What if every developer, designer, marketer, and so on chose their employer based on the founder’s vision/mission for the world?
In many cases, this is what happens. You’ve probably read that the best way to recruit is to have an inspiring mission.
I’m far more than willing to support less traditionally interesting companies, provided their founders really aim to do amazing things in the world. Tesla is just an electric car company, but Elon Musk created Tesla because he wants a sustainable world. So if a highly skilled engineer was choosing between working for Tesla, or some other electric car company, I’d try and convince them to work at Tesla.
I want to try a crazy experiment. I’ve experimented with quite a few different ideas in the startup recruiting space, I’ve been able to talk to the right people in a bunch of cool and world changing companies, but nothing has stuck.

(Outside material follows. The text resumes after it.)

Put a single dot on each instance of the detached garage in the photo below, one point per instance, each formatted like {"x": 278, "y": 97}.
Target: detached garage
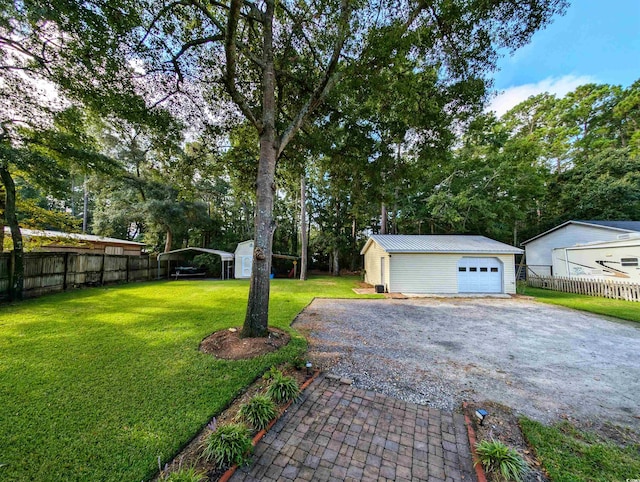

I want to become a recruiter for a few months. I’m a Computer Science student at Stanford, but I’ve also been exposed to and explored quite a bit of research on happiness/purpose/job satisfaction. And more importantly, I want to see the best people working within organizations that a) are awesome to work at, and b) are part of a bigger vision that involves improving the world in a significant way.
If you are an engineer either from San Francisco or Palo Alto, and want your work to be part of a much bigger picture, I’d love to buy you a coffee. Send me whatever you think is relevant — a GitHub link, resume, Quora profile, HN profile, whatever. If you hate recruiters, hopefully I can make it a more enjoyable experience (I created RecruitingIsBroken.com recently).
My email: cjbarber@stanford.edu
Whether or not you do that — consider the larger picture when you choose a job, and try and influence your friends for the better too.